Olivia Spencer Bower's Menzies Bay
This work of art paints connections for me – to people, to this landscape and this place. My great-great-grandparents John Henry Menzies and Francis Elizabeth Menzies settled here in the 1870s. I was intrigued to discover that, way back then, the Christchurch parochial attitude was already well established. When he purchased the land John Henry encountered difficulty at the land office; he wrote, ‘A map was the first step. I was a stranger. You must not, even now be a stranger in Canterbury. Not one of the clerks would take any notice of me. It was entirely a case of favouritism.’1
John Henry Menzies was a prolific carver. He carved the interiors of several houses at Menzies Bay including Rehutai, which is now sadly derelict but beautifully recorded in a photograph by Neil Pardington. John Henry also built and carved St Luke’s church at Little Akaloa. My brother, Tim Wraight, is an artist and carver and inherited his eye, skill and tools.

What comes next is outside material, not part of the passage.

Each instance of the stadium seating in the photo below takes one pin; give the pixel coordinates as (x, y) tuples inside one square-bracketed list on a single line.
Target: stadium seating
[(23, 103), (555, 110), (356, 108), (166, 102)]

My grandfather, Bob Thorpe, spent much of his childhood at Menzies Bay, surviving one of the homestead’s fires. His youngest sister, my great aunt Dr Paddy Bassett, recalls living at Rehutai, being taught by a governess and sleeping out on the veranda, which is why she still sleeps with the window wide open.
Coincidentally, Olivia Spencer Bower was friends with Paddy. Olivia and Paddy’s late husband Collin were friends in their youth, and Olivia stayed with them in Hamilton. Paddy had not known she had painted Menzies Bay.
The painting has a Japanese painterly quality, a beauty in its pared back simple colour washes. The fine eucalypt trees on the solid landforms. The soft curves of the snow with a slight melancholy to the stripped landscape. The weight in the valley base, a hint of those deep-cut bays of Banks Peninsula. It is a beautiful watercolour of a place connected.